O delivery deixou de ser tendência e virou rotina. Hoje, pedir comida em casa é parte do dia a dia — seja por conveniência, falta de tempo ou praticidade. Isso aumenta a demanda, mas também deixa o mercado mais competitivo.
O iFood é um dos maiores nomes quando se trata de entrega, e já reúne uma base enorme de usuários ativos. Na prática, isso significa que você não precisa sair atrás de cliente, ele já está dentro do app, pronto para comprar. Em troca, você paga taxas para acessar essa audiência.
Mas tem um ponto importante: o iFood favorece operações ágeis. Negócios com produtos de preparo rápido e que mantêm qualidade no transporte tendem a performar melhor. Se seu produto demora ou perde qualidade no caminho, isso vira problema direto nas avaliações.

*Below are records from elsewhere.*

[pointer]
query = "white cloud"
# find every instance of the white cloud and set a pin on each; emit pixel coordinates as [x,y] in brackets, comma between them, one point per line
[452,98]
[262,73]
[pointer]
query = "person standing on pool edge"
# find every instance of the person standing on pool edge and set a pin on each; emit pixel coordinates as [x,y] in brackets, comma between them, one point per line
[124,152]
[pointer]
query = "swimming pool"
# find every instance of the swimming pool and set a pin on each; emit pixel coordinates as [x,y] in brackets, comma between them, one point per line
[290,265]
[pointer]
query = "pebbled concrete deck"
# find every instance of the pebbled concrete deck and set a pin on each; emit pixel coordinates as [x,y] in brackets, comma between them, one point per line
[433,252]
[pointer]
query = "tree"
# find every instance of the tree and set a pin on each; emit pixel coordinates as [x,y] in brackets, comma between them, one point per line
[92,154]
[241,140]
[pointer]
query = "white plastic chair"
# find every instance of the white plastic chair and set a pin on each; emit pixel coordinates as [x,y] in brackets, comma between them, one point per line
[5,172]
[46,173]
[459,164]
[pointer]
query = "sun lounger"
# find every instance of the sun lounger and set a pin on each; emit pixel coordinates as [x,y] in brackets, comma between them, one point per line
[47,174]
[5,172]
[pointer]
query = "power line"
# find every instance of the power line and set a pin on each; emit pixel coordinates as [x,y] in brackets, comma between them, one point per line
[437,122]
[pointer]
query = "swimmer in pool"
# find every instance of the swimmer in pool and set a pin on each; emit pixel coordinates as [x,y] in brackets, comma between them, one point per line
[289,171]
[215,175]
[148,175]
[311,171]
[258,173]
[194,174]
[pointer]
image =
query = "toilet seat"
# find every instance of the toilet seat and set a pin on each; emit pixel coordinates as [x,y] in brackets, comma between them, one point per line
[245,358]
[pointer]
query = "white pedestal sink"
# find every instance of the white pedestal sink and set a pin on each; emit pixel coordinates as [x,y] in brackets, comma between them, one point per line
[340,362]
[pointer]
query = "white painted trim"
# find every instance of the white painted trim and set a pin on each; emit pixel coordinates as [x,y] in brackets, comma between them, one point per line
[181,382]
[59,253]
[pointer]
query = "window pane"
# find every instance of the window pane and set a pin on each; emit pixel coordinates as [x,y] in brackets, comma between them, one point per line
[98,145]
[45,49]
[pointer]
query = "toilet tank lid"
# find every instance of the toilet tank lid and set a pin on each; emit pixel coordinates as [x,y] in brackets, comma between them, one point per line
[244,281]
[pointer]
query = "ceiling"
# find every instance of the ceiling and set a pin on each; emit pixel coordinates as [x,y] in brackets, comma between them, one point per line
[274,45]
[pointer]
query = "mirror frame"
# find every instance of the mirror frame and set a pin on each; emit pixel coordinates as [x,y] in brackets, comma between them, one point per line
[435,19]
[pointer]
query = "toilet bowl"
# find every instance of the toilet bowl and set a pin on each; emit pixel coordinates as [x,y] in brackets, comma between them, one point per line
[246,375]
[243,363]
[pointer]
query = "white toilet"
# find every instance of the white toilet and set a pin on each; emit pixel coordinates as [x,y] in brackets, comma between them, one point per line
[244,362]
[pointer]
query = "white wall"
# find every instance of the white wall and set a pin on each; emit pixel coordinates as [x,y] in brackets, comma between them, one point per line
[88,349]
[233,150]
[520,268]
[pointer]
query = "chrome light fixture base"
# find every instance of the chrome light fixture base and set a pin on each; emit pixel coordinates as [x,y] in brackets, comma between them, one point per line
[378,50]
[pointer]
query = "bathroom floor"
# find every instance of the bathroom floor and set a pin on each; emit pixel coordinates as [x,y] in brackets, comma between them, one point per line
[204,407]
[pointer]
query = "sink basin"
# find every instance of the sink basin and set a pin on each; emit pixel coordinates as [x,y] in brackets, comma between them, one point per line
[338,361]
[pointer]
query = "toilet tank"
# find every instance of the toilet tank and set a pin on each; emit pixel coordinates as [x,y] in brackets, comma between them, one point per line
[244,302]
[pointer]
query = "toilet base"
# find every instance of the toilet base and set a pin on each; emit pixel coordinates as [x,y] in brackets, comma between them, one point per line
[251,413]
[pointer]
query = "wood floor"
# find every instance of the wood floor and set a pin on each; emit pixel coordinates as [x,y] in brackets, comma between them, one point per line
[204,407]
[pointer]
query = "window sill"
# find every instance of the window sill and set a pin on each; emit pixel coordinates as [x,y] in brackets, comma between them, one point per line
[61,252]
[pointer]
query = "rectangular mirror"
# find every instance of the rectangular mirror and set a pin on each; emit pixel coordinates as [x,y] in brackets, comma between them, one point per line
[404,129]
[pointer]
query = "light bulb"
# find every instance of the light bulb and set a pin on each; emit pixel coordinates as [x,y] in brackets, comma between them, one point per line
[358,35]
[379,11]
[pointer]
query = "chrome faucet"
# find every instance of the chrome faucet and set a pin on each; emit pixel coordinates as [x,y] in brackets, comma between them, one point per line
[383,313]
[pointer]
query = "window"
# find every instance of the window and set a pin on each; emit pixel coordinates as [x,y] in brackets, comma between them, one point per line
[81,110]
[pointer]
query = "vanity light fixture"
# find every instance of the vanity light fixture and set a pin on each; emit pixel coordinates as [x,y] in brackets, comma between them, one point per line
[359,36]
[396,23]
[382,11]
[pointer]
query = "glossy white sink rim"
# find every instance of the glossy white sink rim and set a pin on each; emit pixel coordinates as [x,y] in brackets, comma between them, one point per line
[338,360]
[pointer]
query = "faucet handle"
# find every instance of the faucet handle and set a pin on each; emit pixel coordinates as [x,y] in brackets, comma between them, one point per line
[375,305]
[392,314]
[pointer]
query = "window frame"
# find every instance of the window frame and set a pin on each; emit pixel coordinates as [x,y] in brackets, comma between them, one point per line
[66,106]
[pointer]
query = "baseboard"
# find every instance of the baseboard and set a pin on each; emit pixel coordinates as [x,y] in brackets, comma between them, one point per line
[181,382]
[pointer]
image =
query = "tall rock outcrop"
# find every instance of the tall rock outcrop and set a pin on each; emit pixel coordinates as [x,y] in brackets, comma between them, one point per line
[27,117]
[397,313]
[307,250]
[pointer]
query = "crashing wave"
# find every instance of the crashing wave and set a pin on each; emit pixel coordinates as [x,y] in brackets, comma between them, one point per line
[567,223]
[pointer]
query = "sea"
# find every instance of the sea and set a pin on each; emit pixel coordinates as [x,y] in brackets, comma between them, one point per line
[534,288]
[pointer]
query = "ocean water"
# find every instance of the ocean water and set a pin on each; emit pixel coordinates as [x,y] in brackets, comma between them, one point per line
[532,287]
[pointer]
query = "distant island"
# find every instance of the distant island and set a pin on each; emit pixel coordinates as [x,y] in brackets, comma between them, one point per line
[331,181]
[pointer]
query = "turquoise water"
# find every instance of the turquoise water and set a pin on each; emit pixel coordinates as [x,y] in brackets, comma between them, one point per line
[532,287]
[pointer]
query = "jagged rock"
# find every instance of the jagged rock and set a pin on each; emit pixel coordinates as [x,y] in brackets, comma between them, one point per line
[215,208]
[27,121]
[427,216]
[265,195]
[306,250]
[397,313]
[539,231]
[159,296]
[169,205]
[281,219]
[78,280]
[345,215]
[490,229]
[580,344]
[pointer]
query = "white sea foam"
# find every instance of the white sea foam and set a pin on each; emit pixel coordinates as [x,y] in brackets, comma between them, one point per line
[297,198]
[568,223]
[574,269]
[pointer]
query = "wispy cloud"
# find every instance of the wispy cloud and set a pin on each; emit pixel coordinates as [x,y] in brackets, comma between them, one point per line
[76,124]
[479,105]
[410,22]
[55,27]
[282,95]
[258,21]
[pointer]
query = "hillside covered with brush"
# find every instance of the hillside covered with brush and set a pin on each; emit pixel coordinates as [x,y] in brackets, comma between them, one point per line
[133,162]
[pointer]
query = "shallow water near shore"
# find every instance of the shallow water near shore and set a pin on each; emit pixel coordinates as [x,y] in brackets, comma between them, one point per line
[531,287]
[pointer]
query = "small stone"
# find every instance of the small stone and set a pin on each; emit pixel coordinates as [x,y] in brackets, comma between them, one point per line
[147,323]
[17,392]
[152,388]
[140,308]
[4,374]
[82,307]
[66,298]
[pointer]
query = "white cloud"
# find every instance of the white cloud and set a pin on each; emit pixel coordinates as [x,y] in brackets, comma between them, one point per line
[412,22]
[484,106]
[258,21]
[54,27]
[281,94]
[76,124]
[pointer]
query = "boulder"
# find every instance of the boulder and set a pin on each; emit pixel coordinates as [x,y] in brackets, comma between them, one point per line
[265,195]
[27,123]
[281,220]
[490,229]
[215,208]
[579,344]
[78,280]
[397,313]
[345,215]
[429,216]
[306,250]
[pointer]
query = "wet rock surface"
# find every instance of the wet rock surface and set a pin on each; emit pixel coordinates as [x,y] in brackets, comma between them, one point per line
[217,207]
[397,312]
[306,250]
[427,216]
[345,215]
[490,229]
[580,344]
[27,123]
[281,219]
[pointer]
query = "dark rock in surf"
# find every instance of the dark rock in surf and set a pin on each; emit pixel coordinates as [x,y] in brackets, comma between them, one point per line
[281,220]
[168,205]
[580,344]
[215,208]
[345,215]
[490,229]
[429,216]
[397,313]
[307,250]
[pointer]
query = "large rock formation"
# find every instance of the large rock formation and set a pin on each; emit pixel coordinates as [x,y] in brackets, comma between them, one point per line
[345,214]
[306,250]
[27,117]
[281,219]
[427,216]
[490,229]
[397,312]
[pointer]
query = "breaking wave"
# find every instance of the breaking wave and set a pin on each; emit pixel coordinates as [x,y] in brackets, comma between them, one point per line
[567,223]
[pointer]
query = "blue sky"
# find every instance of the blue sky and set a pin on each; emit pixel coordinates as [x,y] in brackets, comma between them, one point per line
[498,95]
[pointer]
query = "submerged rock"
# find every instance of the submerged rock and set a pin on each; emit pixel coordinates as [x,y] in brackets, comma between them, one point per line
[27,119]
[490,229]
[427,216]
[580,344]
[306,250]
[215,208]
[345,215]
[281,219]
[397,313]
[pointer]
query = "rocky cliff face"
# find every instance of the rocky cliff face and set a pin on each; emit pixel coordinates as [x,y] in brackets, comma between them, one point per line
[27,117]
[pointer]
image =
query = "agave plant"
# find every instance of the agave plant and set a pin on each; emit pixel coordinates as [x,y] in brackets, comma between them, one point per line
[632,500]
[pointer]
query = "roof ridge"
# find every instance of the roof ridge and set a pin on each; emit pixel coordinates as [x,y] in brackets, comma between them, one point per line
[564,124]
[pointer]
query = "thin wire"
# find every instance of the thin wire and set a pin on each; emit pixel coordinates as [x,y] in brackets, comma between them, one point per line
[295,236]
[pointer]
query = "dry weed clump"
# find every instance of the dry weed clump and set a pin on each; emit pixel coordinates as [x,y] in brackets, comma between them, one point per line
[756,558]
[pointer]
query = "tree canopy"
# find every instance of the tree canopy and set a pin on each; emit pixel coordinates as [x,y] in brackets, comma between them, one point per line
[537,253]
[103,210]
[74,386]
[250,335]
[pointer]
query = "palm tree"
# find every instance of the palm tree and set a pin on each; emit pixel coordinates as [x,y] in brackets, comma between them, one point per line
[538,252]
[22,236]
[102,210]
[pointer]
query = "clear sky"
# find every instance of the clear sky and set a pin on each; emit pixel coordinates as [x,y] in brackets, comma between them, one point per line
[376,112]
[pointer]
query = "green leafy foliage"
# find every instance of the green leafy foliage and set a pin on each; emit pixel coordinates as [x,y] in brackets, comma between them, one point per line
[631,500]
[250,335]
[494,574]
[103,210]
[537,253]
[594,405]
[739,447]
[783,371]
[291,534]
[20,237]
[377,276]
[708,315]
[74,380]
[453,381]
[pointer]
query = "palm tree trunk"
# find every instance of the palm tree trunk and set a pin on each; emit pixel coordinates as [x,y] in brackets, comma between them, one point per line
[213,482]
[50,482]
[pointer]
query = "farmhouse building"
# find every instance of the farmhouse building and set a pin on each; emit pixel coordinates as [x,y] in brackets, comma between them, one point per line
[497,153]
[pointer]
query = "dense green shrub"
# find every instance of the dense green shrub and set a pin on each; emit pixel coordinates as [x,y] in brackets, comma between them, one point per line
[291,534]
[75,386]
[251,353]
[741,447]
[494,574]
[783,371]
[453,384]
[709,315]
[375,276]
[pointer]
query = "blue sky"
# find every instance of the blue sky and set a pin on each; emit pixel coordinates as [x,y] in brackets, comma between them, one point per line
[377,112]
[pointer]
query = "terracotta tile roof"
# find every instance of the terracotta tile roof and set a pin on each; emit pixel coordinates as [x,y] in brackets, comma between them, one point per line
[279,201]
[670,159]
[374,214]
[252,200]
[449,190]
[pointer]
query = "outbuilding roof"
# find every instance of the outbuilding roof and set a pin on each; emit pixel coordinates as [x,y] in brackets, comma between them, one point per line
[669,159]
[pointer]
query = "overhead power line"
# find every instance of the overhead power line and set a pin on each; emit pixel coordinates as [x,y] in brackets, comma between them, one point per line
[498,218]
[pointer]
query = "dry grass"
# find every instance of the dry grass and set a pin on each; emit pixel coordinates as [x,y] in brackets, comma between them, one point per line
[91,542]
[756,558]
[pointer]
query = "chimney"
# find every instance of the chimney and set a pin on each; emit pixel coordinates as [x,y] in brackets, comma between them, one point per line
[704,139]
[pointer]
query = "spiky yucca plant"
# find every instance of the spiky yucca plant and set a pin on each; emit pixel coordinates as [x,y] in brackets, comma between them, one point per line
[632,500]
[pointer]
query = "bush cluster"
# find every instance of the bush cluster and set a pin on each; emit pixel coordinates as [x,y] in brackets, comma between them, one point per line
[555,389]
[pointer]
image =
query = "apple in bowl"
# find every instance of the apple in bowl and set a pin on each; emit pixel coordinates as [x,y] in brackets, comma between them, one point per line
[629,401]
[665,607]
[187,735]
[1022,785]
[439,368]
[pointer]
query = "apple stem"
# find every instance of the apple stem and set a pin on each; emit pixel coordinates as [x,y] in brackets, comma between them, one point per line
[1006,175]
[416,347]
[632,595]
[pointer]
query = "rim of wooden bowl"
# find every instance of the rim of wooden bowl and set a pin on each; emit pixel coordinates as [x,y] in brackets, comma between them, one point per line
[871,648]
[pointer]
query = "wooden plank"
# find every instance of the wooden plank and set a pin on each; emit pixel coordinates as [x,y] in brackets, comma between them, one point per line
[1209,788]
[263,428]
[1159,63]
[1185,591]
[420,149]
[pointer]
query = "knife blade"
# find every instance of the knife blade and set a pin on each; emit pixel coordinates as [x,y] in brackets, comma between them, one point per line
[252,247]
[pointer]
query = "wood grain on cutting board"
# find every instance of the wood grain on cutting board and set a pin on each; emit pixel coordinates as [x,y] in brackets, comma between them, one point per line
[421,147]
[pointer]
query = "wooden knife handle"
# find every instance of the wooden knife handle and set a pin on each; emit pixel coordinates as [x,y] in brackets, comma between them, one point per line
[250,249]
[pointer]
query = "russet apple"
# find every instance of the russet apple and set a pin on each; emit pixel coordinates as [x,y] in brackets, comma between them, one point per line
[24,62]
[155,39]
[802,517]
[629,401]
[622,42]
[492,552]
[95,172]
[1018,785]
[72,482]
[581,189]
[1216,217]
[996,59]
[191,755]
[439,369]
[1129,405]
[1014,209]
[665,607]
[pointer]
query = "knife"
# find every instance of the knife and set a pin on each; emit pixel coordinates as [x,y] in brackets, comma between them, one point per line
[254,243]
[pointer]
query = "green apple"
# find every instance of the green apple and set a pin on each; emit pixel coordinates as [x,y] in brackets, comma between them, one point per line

E aqui está o que muita gente ignora: entrar no iFood não garante vendas. O que define seu resultado é a operação. Atraso, erro de pedido ou falta de padrão derrubam sua nota, e no iFood, nota baixa significa menos visibilidade e menos pedidos.
O que você precisa antes de se cadastrar no iFood
CNPJ e enquadramento correto
Para vender no iFood, você precisa de um CNPJ válido. É ele que formaliza seu negócio, permite receber pagamentos e evita problemas com o cadastro. Sem isso, suas opções ficam bem mais limitadas.
Além de ter um CNPJ, ele precisa estar no enquadramento certo. Sua atividade deve estar ligada à alimentação, caso contrário, o cadastro pode ser recusado ou travar no meio do processo. O erro mais comum aqui é escolher o CNAE errado e só descobrir depois.
E se você está começando, o MEI costuma ser o caminho mais simples. Tem baixo custo, menos burocracia e resolve bem no início. Mas vale entrar já com clareza: ele tem limite de faturamento e pode travar seu crescimento conforme o negócio escala.
Só que resolver a parte burocrática é só o começo. Ter CNPJ certo não garante que você vai dar conta da demanda, o que realmente sustenta as vendas no iFood é a sua operação no dia a dia.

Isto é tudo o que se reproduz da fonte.